Sur le fronton du temple d'Apollon à Delphes se trouvait l'inscription "Connais-toi toi-même". Savoir qui l'on est est une chose essentielle pour une vie équilibrée. C'est cet aspect de l'identité qui est développé ici. Appartenances et racines pour s'identifier et se construire, identité refusée ou blessée, identité construite ou reconstruite vers l'estime de soi, la place de la foi, voilà les grandes lignes de l'ouvrage.

Si beaucoup parlent de l'identité pour n'en retenir que la mise à l'écart de ce qui n'est pas identique, l'auteur nous appelle à ce regard sur nous mêmes en quête d'authenticité et d'ouverture à l'autre. Il nous invite aussi à discerner d'éventuelles blessures chez nous et chez l'autre, et à adopter une attitude aimante, compréhensive et constructive.

Pour ceux que les problèmes de culture et de théologie intéressent, je rappelle son livre précédent Parole de Dieu & cultures des hommes.

 

Calvin missionnaire ?

Buckler, Andrew. Jean Calvin et la mission de l'Eglise. - Lyon : Olivétan, 2008. - 248 p. ; 23 cm. - ISBN978-2-35479-048-6. - 20

A l'époque de Calvin, le jésuite François-Xavier évangélisait l'Inde et le Japon. On cherche les missionnaires calvinistes de l'époque.

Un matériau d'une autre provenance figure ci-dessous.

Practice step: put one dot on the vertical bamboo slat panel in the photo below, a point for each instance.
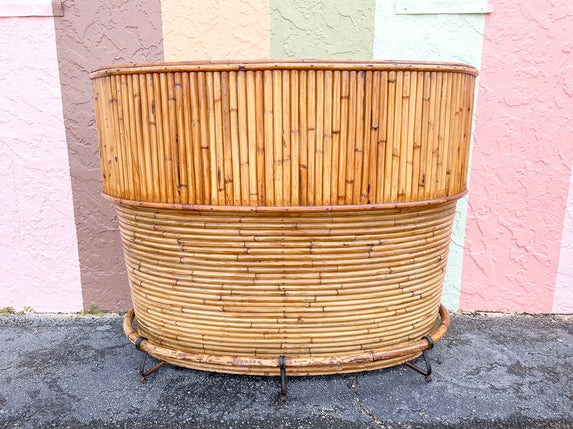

A travers les divers textes de Jean Calvin, l'Institution bien sûr, mais aussi ses leçons et ses commentaires, ainsi que ses lettres qui nous sont parvenues, l'auteur, pasteur de l'Eglise Réformée, analyse l'évolution des réflexions du Réformateur sur l'évangélisation ou la mission, même si la terminologie et la compréhension actuelles ne correspondent pas à celles de l'époque. Il mentionne l'expérience brésilienne mais insiste sur l'importance pour Calvin du Royaume de France. Il décrit le rôle important de la formation théologique à Genève et de la Compagnie des Pasteurs.

L'avancement du Règne de Christ ou du Règne de Dieu tient une place centrale dans l'analyse du rôle de l'Eglise pour Calvin conclut Andrew Buckler à la fin d'un livre à la fois théologique et historique qui nous amène à réfléchir à nos propres actions et positionnements.

 

à la résurrection de la chair et à la vie éternelle

Wright, Nicholas Thomas, Surprised by hope : rethinking heaven, the resurrection, and the mission of the church. - New York : Harper, 2008. - xiv, 332 p. ; 24 cm.

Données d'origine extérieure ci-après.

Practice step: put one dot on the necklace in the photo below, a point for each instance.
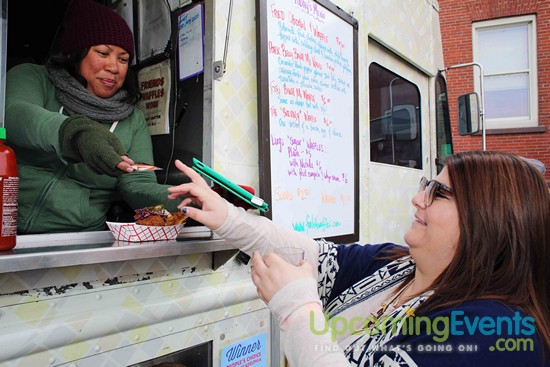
(375, 317)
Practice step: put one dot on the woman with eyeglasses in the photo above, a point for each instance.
(470, 288)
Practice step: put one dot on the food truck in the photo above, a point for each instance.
(331, 110)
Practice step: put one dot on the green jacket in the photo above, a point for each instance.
(55, 196)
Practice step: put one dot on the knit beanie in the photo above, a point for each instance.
(88, 23)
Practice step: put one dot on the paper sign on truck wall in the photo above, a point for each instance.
(248, 352)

Les diverses cérémonies d'obsèques auxquelles nous assistons nous montrent la variété des idées que se font nos contemporains, qu'ils soient croyants ou non, sur un éventuel au-delà.

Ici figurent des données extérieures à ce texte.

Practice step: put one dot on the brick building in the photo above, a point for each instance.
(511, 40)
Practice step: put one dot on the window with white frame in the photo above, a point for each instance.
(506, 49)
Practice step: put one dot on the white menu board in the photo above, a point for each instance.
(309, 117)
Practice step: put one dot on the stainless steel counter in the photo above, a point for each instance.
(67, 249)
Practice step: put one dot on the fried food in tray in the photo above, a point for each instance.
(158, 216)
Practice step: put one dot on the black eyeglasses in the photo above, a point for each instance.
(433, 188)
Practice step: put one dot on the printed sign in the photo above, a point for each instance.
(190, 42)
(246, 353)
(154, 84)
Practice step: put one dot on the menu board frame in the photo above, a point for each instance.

Qu'adviendra-t-il de notre monde, des hommes, croyants ou non ? Qu'en est-il du paradis, de l'enfer, voire du purgatoire ? Qu'en est-il de l'âme ? Autant de questions auxquelles tant de spéculations ont tenté de répondre, et que le Nouveau Testament aborde.
L'auteur passe en revue tout ce qui est venu en parasiter le message : les idées grecques sur l'âme éternelle, les diverses images sur le paradis, l'optimisme positiviste depuis les Lumières.

Le théologien et évêque anglican de Durham nous rappelle le message que nous ont laissé les apôtres à travers le Nouveau Testament, et qui mène à une mission de l'Eglise bien claire. La question principale est celle de la nature de l'espérance et de son fondement.

Pour N. T. Wright, le coeur du message des apôtres, c'est la résurrection du Christ, événement central de l'histoire du salut, prémices de la résurrection à venir. Enlevez la résurrection, et le message disparaît. Il analyse les conséquences de cette conviction du renouvellement de toute chose pour l'action des Chrétiens et la mission de l'Eglise, porteuse de l'espérance de la résurrection. Il aborde l'éthique et l'esthétique, le social et l'écologique, l'évangélisation qui ne concerne pas la mort mais la vie, l'attente eschatologique.

De quoi soupirer avec espérance, comme la création (Rom 8:21).